Regular readers will have noticed that I haven’t published any articles since November 2017. There’s a reason for this, which I’ll explain below, but first I’d like to apologise for not having explained previously.
The thing is that every time I felt able to sit down and write about this, there was the possibility of more conclusive news just over the horizon, so I decided to postpone it until then — and every time, the news turned out not to be so conclusive after all. There does, however, finally seem to be a light at the end of the tunnel.
Warning: mention of medical symptoms below — nothing graphic or disgusting, but potentially triggering to people who’re affected by descriptions of respiratory distress.
Just over three years ago, I noticed there was something wrong with my ability to walk long distances. I got worn out very quickly, and I couldn’t get enough breath. I thought at first that perhaps I’d been working too hard and not taking enough exercise, so I gave myself a couple of weeks off work in order to focus on improving my fitness. It didn’t make any difference at all.

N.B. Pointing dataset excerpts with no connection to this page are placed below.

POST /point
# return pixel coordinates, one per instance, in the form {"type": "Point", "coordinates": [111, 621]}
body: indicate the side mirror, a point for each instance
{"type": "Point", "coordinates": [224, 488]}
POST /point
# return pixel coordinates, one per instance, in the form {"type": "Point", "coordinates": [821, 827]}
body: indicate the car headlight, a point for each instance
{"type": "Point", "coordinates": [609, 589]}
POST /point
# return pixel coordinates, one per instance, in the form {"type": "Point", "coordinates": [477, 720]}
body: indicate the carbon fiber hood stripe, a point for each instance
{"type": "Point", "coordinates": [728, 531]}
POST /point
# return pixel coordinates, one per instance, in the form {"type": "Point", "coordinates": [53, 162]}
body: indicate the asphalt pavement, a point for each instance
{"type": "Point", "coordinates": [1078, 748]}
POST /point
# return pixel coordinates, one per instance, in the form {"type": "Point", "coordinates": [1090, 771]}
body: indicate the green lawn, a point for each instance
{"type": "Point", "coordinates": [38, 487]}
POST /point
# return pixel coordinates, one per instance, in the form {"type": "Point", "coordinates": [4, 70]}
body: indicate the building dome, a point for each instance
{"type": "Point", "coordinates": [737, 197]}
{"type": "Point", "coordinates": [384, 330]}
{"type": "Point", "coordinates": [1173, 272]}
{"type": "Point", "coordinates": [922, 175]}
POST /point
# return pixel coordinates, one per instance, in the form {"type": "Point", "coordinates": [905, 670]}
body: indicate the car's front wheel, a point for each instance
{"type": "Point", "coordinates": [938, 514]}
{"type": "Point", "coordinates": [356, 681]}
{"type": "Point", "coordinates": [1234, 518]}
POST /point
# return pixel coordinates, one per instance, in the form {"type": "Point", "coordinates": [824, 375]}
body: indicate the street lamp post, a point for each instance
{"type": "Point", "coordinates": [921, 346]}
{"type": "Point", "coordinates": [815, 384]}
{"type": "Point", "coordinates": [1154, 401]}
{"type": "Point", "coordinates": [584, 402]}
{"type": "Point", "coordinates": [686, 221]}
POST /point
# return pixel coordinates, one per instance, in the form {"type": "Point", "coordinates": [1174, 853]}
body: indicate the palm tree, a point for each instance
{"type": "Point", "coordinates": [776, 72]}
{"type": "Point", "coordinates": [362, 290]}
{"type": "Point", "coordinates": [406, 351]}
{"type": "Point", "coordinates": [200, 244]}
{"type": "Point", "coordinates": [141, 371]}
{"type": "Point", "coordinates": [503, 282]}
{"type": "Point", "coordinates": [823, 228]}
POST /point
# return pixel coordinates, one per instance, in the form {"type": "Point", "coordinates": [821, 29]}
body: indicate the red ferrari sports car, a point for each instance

I decided to try harder, and spent the next year pushing myself to walk as much as possible, but “as much as possible” started to get harder and harder. Breathing got harder and harder; I was wheezing all the time, even when I wasn’t doing anything. The wheezing was loud enough to stop me sleeping at night just from the sheer noise of it.
So eventually I went to my GP practice to ask for advice. At the time, this was a large practice with so many GPs and such a high turnover that you never got to see the same GP twice, which made continuity of care a bit tricky. Some of the GPs I saw were helpful; others were hostile and dismissive. Some of them sent me for tests; others told me to go away and stop making a fuss.
After a year of back-and-forth, during which they diagnosed me with asthma and prescribed me an inhaler, then changed their minds and told me to stop taking the inhaler, I finally persuaded them to refer me to the specialist chest clinic at Croydon University Hospital, who told me that I almost certainly do have asthma — apparently it’s not at all uncommon for this to develop or recur in one’s 40s, so I’m right on schedule.
I thought that’d be the end of it — that they’d prescribe me medication which would sort it all out and I’d be back to normal. After all, there are loads of asthmatic athletes. Paula Radcliffe has asthma, and she runs marathons!
But no. The initial medication they gave me turned out not to be enough, so they added more. Then I caught a chest infection which refused to go away. I’d stopped wheezing, but now I was coughing to the point of nausea several times a day, and I still struggled to walk to the end of the street. This meant antibiotics — not only a short course to clear up what was already in there, but six months at a lower dose as maintenance therapy.
Throughout all this, the Croydon University Hospital specialists made sure I knew they weren’t going to give up on me. They assured me that they would keep trying, and that they would find a way to fix me.
Three years after first realising something wasn’t right, two years after first reporting it to a GP, and a year after seeing my first chest clinic specialist, I’m now taking three types of tablet and two types of inhaler, as well as having a “rescue” inhaler for when my symptoms are worse than usual.
I’m not fixed yet — I have to rest two or three times on the way from my house to the station, which used to be a three-minute walk — but I’m no longer confined to the sofa and I’m no longer kept awake at night by my symptoms. Sometimes I can even forget there was ever anything wrong.
So what does this mean for The Past and Present of Croydon’s London Road?
I stopped publishing at the end of last year because my symptoms were not only making me incredibly miserable but also making everything very difficult and time-consuming. I couldn’t just pop up the road to take photos. I couldn’t spend hours in the British Library looking through old newspapers. I couldn’t concentrate; I couldn’t think. Now I can do those things again. I’ve been out photographing the new businesses that opened on London Road while I was ill; I’ve been to the British Library twice in the past few months; and I’m excited at the idea of fitting a regular writing day back into my schedule.
I’m taking things slowly but surely, so I hope to publish my next article in January 2019. Thank you all for being patient during this hiatus — and special thanks to those who got in touch to ask if I was OK. I am OK, and thanks to the lovely people at Croydon University Hospital, I finally believe that I will keep on being OK.